The ideal tonsillectomy procedure should achieve a safe, atraumatic, painless, and bloodless removal of the tonsils. This procedure should also be simple to perform by the surgeon, with consistent results among surgeons.
The cost of surgical instrumentation and the speed of the procedure must also be considered. Various tools and techniques have been proposed over the years, including lasers, microbipolarcautery,electrosurgical scissors ,ultrasonic or argon plasma scalpels, and intra-capsular microdebrider, with reports of better results than conventional cautery technique.
Recently, the contact diode laser (CDL) has been introduced as a new tool in general surgery. Laser light originates in a solid-state laser diode at a wavelength of 980 nm (near infrared), and is delivered through the tip of a flexible optical fiber.

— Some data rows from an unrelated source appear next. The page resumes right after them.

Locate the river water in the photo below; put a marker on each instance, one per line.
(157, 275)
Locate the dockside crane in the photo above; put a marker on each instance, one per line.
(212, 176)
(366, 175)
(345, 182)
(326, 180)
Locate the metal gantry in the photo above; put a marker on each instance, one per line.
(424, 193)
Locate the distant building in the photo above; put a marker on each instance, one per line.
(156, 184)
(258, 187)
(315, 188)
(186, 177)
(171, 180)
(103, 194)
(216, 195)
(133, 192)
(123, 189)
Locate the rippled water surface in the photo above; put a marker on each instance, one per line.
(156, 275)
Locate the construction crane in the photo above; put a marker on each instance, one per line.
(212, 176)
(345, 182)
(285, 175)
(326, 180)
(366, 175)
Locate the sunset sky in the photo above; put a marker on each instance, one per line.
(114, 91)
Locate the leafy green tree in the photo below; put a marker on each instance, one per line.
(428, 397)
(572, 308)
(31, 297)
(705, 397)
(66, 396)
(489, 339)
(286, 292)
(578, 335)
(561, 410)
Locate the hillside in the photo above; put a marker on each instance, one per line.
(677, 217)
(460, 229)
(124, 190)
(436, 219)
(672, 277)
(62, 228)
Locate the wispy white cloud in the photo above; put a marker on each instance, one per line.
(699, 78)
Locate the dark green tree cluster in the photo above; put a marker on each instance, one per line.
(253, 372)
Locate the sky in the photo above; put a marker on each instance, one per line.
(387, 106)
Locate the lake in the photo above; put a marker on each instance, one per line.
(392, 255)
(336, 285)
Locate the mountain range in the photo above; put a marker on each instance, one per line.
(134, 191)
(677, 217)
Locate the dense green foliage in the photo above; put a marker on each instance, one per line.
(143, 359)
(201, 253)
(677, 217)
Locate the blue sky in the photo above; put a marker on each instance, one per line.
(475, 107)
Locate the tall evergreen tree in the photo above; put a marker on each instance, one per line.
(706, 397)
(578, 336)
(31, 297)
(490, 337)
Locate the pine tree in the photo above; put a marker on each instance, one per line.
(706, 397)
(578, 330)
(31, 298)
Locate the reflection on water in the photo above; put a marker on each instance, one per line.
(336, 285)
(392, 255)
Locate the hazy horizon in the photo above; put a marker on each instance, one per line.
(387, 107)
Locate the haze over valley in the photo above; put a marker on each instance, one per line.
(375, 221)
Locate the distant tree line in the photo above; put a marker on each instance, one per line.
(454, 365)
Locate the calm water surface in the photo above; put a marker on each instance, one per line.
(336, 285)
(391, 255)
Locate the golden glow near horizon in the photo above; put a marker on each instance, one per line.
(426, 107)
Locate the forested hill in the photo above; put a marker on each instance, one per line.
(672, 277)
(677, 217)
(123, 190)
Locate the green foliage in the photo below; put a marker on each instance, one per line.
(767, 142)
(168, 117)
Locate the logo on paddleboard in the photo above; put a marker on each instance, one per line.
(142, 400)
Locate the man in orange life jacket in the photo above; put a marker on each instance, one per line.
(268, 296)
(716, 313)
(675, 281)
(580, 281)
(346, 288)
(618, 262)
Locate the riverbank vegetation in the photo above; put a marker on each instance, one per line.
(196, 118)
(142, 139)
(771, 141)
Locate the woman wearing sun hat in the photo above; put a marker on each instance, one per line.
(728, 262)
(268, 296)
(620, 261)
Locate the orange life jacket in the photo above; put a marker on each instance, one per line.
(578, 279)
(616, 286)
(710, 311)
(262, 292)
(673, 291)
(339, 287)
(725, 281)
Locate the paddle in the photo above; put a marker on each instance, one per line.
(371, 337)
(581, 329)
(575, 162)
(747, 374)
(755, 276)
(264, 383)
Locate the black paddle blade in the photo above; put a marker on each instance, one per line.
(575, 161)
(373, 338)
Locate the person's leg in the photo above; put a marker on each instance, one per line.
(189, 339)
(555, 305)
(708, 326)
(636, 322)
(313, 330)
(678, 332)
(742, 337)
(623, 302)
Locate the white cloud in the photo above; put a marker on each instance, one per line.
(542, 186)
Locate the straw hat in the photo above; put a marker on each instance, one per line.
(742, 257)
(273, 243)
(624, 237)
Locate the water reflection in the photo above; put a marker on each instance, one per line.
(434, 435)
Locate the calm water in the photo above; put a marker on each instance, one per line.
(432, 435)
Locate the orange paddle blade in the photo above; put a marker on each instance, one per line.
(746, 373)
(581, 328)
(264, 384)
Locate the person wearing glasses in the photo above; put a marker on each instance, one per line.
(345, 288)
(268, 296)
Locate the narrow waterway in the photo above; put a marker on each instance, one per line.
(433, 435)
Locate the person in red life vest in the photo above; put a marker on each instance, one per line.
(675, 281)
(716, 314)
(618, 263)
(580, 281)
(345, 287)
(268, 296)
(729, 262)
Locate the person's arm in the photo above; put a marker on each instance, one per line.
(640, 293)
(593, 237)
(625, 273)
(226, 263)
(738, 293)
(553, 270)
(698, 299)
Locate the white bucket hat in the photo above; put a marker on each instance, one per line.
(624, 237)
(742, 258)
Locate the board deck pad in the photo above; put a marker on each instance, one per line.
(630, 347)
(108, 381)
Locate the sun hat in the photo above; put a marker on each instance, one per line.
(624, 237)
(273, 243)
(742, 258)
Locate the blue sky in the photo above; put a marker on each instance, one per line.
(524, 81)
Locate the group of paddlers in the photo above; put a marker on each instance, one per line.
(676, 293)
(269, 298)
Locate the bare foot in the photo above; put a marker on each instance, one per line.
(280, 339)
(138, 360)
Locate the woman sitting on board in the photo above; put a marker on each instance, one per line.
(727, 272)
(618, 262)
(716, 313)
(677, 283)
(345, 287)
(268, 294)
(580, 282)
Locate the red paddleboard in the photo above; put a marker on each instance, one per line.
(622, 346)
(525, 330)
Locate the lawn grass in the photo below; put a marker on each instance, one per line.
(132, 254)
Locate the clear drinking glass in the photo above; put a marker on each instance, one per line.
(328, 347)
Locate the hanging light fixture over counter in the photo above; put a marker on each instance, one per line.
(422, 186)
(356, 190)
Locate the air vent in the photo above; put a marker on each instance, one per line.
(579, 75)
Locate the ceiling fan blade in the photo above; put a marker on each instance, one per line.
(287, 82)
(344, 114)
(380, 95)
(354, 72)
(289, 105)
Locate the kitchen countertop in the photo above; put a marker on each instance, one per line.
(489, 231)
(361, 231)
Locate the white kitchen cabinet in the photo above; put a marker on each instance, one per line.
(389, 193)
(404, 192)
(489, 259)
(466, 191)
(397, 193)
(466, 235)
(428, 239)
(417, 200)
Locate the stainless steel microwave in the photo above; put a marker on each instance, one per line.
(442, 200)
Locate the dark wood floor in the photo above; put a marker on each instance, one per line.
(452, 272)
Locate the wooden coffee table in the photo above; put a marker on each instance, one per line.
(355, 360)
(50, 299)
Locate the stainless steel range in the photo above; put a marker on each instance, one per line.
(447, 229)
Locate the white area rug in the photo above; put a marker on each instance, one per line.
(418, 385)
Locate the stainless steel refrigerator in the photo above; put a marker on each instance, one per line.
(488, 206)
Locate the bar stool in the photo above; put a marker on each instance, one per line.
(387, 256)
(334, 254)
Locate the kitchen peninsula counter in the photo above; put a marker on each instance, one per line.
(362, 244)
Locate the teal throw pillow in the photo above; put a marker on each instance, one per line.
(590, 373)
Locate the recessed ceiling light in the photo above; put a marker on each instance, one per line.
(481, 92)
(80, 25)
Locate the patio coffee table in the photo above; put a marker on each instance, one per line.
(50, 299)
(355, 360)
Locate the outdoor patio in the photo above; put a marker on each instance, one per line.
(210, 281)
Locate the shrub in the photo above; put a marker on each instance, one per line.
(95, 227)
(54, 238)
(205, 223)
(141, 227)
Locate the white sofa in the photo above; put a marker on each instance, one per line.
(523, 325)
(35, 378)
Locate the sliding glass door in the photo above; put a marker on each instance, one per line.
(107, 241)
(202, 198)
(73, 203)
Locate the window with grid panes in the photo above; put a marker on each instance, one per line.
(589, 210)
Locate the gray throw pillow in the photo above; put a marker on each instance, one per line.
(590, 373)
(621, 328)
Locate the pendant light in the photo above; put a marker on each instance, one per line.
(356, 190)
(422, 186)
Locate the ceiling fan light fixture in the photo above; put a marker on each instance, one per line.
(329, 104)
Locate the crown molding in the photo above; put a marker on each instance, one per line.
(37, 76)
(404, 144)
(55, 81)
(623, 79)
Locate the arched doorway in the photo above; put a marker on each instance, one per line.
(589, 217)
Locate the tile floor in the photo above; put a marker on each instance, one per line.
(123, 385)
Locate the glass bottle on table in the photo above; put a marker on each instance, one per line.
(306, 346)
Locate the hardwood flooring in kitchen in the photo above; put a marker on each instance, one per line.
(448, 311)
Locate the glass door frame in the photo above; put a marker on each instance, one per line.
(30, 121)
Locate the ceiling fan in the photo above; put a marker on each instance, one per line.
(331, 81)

In tonsillectomies the mucosa of the anterior tonsillar pillar was incised with aoptical fiber, with a power setting of 9 W in the pulse mode. The dissection proceeded along the plane of the tonsillar capsule, and suction spot laser was applied to any remaining bleeding sites. Blood loss was estimated on the scale of the suction collection canister.
No course of antibiotics was prescribed after surgery . Neither local spray nor infiltration anesthesia nor steroid medication was used after completion of the procedure in any patient. Patients began a standard pain control protocol of oral acetaminophen (25 mg/kg) 3 times a day for 4 days, then as needed for 10 days after surgery. All patients were treated on an inpatient basis with an overnight observation. There were no restrictions on food or fluid intake.